Hace más de treinta años que una roca de fuego cayó del cielo e impactó con toda su fuerza en el patio del colegio de niñas del Auxilio Perpetuo, durante la hora del recreo. Algunos dicen que no se salvó ni una.
Desde entonces hay un muro alto que rodea el patio y unos perros guardianes negros y fieros que no permiten que se salte al otro lado.
Ayer estuve jugando con mi hermano pequeño a la pelota. Le dio un fuerte puntapié y cayó detrás del muro. Gritamos a las niñas, silbamos a los perros y lanzamos piedras, pero no recibimos respuesta alguna.
Cuando ya regresábamos a casa, mi hermano se soltó de la mano y se internó en el patio a través de una pequeña reja oxidada, escondida entre los matorrales. Le supliqué que regresara inmediatamente porque había oído unas historias aterradoras sobre el ruido que producían las dentelladas al triturar la carne y los huesos.

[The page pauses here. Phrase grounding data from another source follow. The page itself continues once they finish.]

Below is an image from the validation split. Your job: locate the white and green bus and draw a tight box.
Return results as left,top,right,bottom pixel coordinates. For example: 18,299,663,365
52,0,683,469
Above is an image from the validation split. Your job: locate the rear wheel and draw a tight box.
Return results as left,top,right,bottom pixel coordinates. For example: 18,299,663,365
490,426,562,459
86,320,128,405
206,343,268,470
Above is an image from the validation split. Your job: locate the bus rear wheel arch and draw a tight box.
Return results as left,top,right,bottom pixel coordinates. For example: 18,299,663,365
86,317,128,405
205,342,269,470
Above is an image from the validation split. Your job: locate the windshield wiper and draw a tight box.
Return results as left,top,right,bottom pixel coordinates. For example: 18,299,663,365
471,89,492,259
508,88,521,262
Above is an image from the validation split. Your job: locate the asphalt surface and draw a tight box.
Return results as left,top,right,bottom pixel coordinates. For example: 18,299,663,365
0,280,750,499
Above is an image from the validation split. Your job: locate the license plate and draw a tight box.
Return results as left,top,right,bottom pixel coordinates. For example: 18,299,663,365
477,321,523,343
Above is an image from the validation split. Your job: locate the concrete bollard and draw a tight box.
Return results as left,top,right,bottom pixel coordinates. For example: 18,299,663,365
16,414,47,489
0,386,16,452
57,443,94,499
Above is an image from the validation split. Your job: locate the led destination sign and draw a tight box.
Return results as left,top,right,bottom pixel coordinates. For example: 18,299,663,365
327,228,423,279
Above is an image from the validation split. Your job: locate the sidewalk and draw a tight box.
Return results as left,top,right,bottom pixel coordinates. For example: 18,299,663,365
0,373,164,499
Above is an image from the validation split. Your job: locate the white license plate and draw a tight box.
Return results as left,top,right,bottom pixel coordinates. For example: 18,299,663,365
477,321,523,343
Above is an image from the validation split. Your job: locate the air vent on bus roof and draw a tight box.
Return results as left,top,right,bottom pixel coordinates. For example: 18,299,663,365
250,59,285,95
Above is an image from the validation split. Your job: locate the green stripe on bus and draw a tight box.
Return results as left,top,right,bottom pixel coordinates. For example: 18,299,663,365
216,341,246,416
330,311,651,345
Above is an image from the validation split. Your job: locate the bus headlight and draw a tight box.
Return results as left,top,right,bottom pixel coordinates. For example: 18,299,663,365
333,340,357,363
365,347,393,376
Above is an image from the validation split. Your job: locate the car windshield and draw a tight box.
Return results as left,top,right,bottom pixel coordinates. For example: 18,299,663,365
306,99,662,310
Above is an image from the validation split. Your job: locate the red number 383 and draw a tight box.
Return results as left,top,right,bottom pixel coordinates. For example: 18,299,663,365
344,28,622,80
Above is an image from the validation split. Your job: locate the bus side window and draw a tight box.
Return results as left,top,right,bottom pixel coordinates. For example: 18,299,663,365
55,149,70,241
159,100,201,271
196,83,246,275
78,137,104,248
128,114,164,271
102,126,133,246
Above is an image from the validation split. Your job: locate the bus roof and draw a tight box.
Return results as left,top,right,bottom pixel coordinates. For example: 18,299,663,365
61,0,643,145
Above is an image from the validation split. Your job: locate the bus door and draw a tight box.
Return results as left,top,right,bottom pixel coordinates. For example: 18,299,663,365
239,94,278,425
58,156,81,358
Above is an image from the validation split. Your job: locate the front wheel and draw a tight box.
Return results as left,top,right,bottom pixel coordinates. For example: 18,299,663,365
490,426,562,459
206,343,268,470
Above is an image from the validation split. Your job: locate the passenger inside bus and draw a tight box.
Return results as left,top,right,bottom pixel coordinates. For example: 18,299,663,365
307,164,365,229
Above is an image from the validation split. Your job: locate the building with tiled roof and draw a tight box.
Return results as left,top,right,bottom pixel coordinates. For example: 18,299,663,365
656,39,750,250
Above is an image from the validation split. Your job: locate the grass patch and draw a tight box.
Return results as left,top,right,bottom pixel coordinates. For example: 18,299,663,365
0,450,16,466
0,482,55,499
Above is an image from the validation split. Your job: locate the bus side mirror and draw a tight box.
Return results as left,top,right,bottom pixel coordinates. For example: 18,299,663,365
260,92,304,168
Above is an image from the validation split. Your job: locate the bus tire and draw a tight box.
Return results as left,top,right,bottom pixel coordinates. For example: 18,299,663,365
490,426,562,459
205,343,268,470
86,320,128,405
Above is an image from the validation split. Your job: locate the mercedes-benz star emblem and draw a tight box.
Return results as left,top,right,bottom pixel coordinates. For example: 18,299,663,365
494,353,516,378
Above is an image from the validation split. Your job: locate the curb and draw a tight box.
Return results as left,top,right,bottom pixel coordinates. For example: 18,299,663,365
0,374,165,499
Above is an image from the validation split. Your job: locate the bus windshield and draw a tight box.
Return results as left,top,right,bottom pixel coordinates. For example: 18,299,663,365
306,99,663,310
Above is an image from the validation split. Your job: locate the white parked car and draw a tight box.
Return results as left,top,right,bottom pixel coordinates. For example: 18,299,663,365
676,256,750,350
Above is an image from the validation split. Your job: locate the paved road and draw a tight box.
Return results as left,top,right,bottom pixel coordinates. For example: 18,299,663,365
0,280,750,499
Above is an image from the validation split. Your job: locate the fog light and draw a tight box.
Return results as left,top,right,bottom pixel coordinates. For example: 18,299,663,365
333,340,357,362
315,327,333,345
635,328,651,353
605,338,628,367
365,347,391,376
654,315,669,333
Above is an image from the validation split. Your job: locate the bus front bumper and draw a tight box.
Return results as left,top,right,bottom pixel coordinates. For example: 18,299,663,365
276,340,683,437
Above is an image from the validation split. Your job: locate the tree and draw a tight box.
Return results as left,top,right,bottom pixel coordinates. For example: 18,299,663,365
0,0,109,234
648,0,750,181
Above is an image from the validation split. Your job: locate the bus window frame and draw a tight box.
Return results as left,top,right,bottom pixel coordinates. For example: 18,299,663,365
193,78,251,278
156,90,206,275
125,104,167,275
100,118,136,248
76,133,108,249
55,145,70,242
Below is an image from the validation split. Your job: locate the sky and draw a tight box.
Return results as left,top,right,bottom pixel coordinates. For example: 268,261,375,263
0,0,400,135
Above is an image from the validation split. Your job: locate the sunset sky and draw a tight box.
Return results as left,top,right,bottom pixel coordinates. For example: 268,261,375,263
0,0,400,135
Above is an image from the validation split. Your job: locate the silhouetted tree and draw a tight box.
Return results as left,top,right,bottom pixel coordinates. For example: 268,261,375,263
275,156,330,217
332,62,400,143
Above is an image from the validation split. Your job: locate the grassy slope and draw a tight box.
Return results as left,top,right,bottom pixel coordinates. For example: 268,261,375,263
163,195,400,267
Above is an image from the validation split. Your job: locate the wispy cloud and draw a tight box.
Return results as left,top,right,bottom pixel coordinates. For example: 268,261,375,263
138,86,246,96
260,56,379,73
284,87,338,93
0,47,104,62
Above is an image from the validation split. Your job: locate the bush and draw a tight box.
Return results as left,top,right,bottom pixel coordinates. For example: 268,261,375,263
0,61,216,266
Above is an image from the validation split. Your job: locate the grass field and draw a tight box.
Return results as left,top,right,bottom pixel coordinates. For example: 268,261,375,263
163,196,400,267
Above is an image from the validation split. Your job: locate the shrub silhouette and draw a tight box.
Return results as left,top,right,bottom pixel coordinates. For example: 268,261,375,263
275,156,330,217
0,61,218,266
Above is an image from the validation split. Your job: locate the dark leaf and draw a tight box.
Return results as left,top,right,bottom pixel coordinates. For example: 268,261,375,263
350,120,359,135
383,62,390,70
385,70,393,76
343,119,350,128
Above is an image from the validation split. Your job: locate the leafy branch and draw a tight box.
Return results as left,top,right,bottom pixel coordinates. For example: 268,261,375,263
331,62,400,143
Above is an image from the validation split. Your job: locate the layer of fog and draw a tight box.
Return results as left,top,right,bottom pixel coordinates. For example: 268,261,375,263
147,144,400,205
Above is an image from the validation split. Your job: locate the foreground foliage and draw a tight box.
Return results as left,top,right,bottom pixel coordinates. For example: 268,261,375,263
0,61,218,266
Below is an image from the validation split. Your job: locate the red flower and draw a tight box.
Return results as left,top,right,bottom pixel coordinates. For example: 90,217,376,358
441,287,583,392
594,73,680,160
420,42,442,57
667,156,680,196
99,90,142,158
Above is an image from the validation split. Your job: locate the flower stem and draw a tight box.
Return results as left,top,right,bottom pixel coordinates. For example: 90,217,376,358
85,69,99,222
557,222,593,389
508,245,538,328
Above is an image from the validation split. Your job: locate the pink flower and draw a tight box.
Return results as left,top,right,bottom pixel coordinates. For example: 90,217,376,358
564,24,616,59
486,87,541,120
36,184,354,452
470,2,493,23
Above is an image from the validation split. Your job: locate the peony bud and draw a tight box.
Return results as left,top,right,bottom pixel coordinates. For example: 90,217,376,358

Pero no regresó. Yo llevaba un tirachinas en el bolsillo, así que cogí una piedra grande del suelo y seguí los pasos de mi hermano. Cuando crucé al otro lado pude reconocer horrorizado su pequeño brazo destrozado y lleno de sangre. No lo dudé ni un segundo, afiné mi puntería porque quería acabar con todos aquellos monstruos, en especial con la más gorda, la que llevaba la falda a cuadros con el pelo recogido y achicharrado.